Signaling Pathways in Trypanosoma cruzi that Modulate Host Cell Interaction
Maria Júlia Manso Alves, Walter Colli
Identifiers and Pagination:Year: 2010
First Page: 77
Last Page: 83
Publisher Id: TOPARAJ-4-77
Article History:Received Date: 15/11/2009
Revision Received Date: 26/7/2010
Acceptance Date: 28/7/2010
Electronic publication date: 10/12/2010
Collection year: 2010
open-access license: This is an open access article distributed under the terms of the Creative Commons Attribution 4.0 International Public License (CC-BY 4.0), a copy of which is available at: https://creativecommons.org/licenses/by/4.0/legalcode. This license permits unrestricted use, distribution, and reproduction in any medium, provided the original author and source are credited.
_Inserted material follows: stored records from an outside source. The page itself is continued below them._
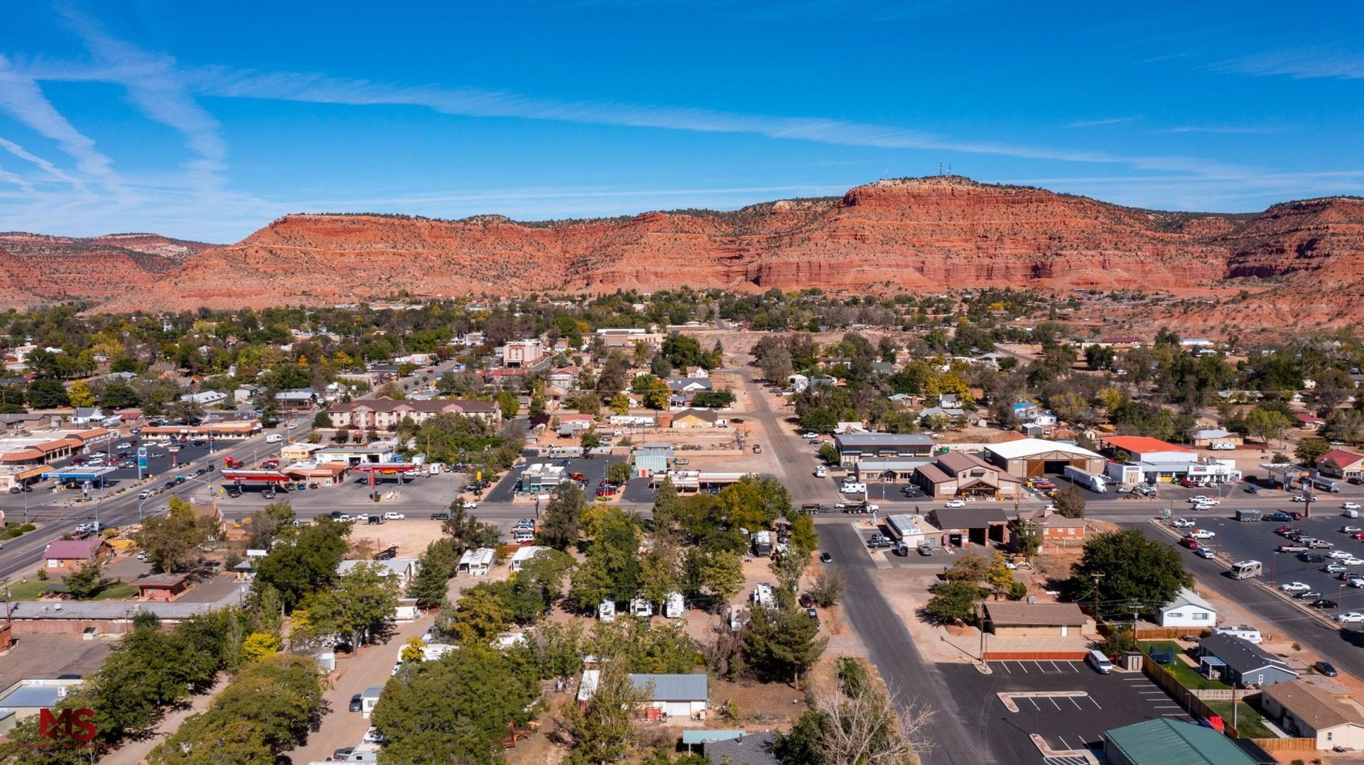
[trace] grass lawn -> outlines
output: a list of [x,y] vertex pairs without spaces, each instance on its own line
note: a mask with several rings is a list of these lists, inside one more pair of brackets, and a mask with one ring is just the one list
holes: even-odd
[[1172,675],[1174,675],[1174,679],[1178,680],[1181,686],[1184,686],[1184,687],[1187,687],[1189,690],[1210,690],[1210,689],[1228,689],[1228,687],[1232,687],[1232,686],[1228,686],[1226,683],[1224,683],[1221,680],[1210,680],[1210,679],[1204,678],[1203,675],[1199,675],[1198,670],[1195,670],[1194,667],[1189,667],[1188,664],[1185,664],[1180,659],[1181,656],[1184,656],[1184,649],[1180,646],[1180,644],[1177,644],[1174,641],[1155,640],[1155,641],[1150,641],[1150,642],[1142,642],[1140,645],[1142,645],[1142,650],[1144,650],[1146,653],[1151,653],[1153,649],[1173,650],[1174,652],[1174,661],[1170,661],[1169,664],[1161,664],[1161,667],[1165,667],[1166,671],[1169,671]]
[[[1226,720],[1226,724],[1232,724],[1232,702],[1230,701],[1204,701],[1209,709],[1217,712]],[[1244,701],[1236,702],[1236,732],[1241,734],[1241,738],[1252,739],[1271,739],[1275,738],[1274,732],[1264,727],[1264,720],[1260,719],[1260,713],[1251,708],[1251,705]]]
[[60,580],[29,580],[10,585],[10,600],[38,600],[40,595],[60,586]]
[[[10,585],[10,600],[38,600],[40,595],[49,590],[59,589],[61,586],[60,580],[29,580],[26,582],[19,582]],[[115,582],[104,588],[100,595],[94,596],[94,600],[123,600],[125,597],[135,597],[138,595],[138,588],[130,585],[128,582]]]

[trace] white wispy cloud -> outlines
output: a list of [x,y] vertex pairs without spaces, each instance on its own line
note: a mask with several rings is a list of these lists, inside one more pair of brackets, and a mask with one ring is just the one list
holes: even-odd
[[1211,132],[1224,135],[1236,134],[1270,134],[1270,132],[1284,132],[1284,128],[1278,127],[1255,127],[1255,125],[1178,125],[1172,128],[1161,128],[1161,132]]
[[1285,48],[1228,59],[1206,67],[1213,72],[1293,79],[1364,79],[1364,52],[1337,45]]
[[95,149],[94,140],[57,112],[52,101],[42,94],[37,80],[16,71],[3,55],[0,55],[0,110],[8,112],[34,132],[56,140],[57,146],[75,160],[80,172],[98,179],[106,188],[121,187],[113,170],[113,160]]
[[44,173],[46,173],[48,176],[50,176],[55,180],[59,180],[59,181],[63,181],[63,183],[70,183],[70,184],[78,184],[78,185],[80,184],[80,181],[78,181],[76,179],[68,176],[64,170],[61,170],[60,168],[57,168],[52,162],[44,160],[42,157],[38,157],[38,155],[33,154],[31,151],[29,151],[23,146],[19,146],[18,143],[15,143],[12,140],[0,138],[0,149],[4,149],[5,151],[8,151],[8,153],[14,154],[15,157],[23,160],[25,162],[33,162],[40,169],[42,169]]
[[1131,123],[1142,117],[1106,117],[1102,120],[1076,120],[1067,124],[1069,128],[1086,128],[1086,127],[1103,127],[1103,125],[1120,125],[1123,123]]
[[198,71],[195,89],[203,94],[225,98],[265,98],[356,106],[426,106],[445,115],[472,117],[520,117],[690,132],[749,134],[840,146],[997,154],[1024,160],[1127,165],[1146,170],[1213,173],[1245,169],[1240,165],[1196,157],[1120,155],[1105,151],[1068,151],[1046,146],[953,140],[910,128],[824,117],[780,117],[611,101],[562,101],[472,87],[398,86],[367,79],[338,79],[299,72],[251,72],[210,67]]
[[224,169],[228,154],[221,124],[202,108],[186,87],[176,60],[149,53],[131,42],[109,35],[97,22],[68,5],[57,5],[67,25],[86,48],[108,68],[104,76],[127,89],[128,98],[150,120],[175,128],[198,160],[186,162],[205,191],[222,188],[216,173]]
Members of the Gp85/trans-sialidase (Gp85/TS) superfamily and mucins play an essential role in the invasion of host cells by T. cruzi trypomastigotes. Together, they constitute a large portion of the genome; approximately 700 and 433 genes encode Gp85/TS glycoproteins and mucins (as do a similar amount of pseudogenes), respectively. Gp85/TS proteins bind to a variety of host cell receptors and extracellular matrix components and binding of TS to host cells is independent of their enzymatic activity. Because mucins are the main substrate for TS, their interaction with host cells has been described as carbohydrate-dependent. Complex signaling cascades operate during the infection process within both parasite and host cells, but most research into signaling events has been limited to those of host cells. Much less information about the parasitic side is available; these pathways will be the subjects of intense research in the near future. Analyses of protein kinases and phosphatases in the parasite genome show pathways common to other organisms, but also parasite-specific pathways that should be exploited as candidates for drug targeting.